Metadata-Version: 2.1
Name: bw2io
Version: 0.9.dev10
Summary: Tools for importing and export life cycle inventory databases
Home-page: https://github.com/brightway-lca/brightway2-io
Author: Chris Mutel
Author-email: cmutel@gmail.com
License: BSD 3-clause
Classifier: Development Status :: 5 - Production/Stable
Classifier: Intended Audience :: End Users/Desktop
Classifier: Intended Audience :: Developers
Classifier: Intended Audience :: Science/Research
Classifier: License :: OSI Approved :: BSD License
Classifier: Operating System :: MacOS :: MacOS X
Classifier: Operating System :: Microsoft :: Windows
Classifier: Operating System :: POSIX
Classifier: Programming Language :: Python
Classifier: Programming Language :: Python :: 2.7
Classifier: Programming Language :: Python :: 3
Classifier: Topic :: Scientific/Engineering :: Information Analysis
Classifier: Topic :: Scientific/Engineering :: Mathematics
Classifier: Topic :: Scientific/Engineering :: Visualization
License-File: LICENSE.txt

Brightway2 input and output
===========================

.. image:: https://ci.appveyor.com/api/projects/status/7dox9te430eb2f8h?svg=true
   :target: https://ci.appveyor.com/project/cmutel/brightway2-io
   :alt: bw2io appveyor build status

.. image:: https://coveralls.io/repos/bitbucket/cmutel/brightway2-io/badge.svg?branch=master
    :target: https://coveralls.io/bitbucket/cmutel/brightway2-io?branch=default
    :alt: Test coverage report

This package provides tools for the import, export, and management of inventory databases and impact assessment methods. It is part of the `Brightway2 LCA framework <https://brightway.dev/>`_. `Online documentation <https://2.docs.brightway.dev/>`_ is available, and the source code is hosted on `Github <https://github.com/brightway-lca/brightway2-io>`_.

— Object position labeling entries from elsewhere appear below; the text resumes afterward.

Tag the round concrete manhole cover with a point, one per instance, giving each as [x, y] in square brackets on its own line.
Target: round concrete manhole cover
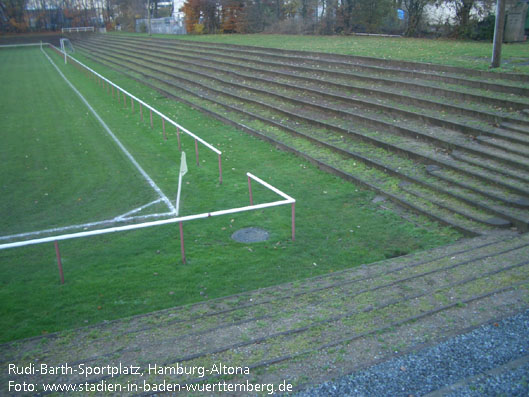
[250, 235]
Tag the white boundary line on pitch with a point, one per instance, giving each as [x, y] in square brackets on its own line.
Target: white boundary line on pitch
[163, 116]
[287, 200]
[116, 140]
[85, 226]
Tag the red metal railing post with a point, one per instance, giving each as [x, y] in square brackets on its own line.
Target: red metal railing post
[250, 190]
[196, 151]
[59, 263]
[182, 243]
[220, 170]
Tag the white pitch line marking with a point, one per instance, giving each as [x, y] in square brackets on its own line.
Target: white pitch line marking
[109, 132]
[124, 216]
[85, 226]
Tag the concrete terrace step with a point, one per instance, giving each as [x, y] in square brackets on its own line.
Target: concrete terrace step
[468, 94]
[368, 120]
[352, 63]
[306, 331]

In contrast with previous IO functionality in Brightway2, brightway2-io uses an iterative approach to importing and linking data. First, data is *extracted* into a common format. Next, a series of *strategies* is employed to uniquely identify each dataset and link datasets internally and to the biosphere. Following internal linking, linking to other background datasets can be performed. Finally, database data is written to disk.

This approach offers a number of benefits that help mitigate some of the serious problems in existing inventory data formats: the number of unlinked exchanges can be easily seen, linking strategies can be iteratively applied, and intermediate results can be saved.

Here is a typical usage:

.. code-block:: python

    In [1]: from bw2io import *

    In [2]: so = SingleOutputEcospold2Importer("/path/to/ecoinvent/3.1/cutoff/datasets", "ecoinvent 3.1 cutoff")
    11301/11301 (100%) |||||||||||||||||||||||||||||||||||||||||||||||||||||||||| Time: 0:01:56
    Converting to unicode
    Extracted 11301 datasets in 262.63 seconds

    In [3]: so.apply_strategies()
    Applying strategy: remove_zero_amount_coproducts
    Applying strategy: remove_zero_amount_inputs_with_no_activity
    Applying strategy: es2_assign_only_product_with_amount_as_reference_product
    Applying strategy: assign_single_product_as_activity
    Applying strategy: create_composite_code
    Applying strategy: link_biosphere_by_flow_uuid
    Applying strategy: link_internal_technosphere_by_composite_code
    Applying strategy: delete_exchanges_missing_activity
    Applying strategy: delete_ghost_exchanges
    Applying strategy: mark_unlinked_exchanges

    In [4]: so.statistics()
    11301 datasets
    521712 exchanges
    0 unlinked exchanges
    Out[4]: (11301, 521712, 0)

    In [5]: so.write_database()

Note that brightway2-io can't magically make problems in databases go away.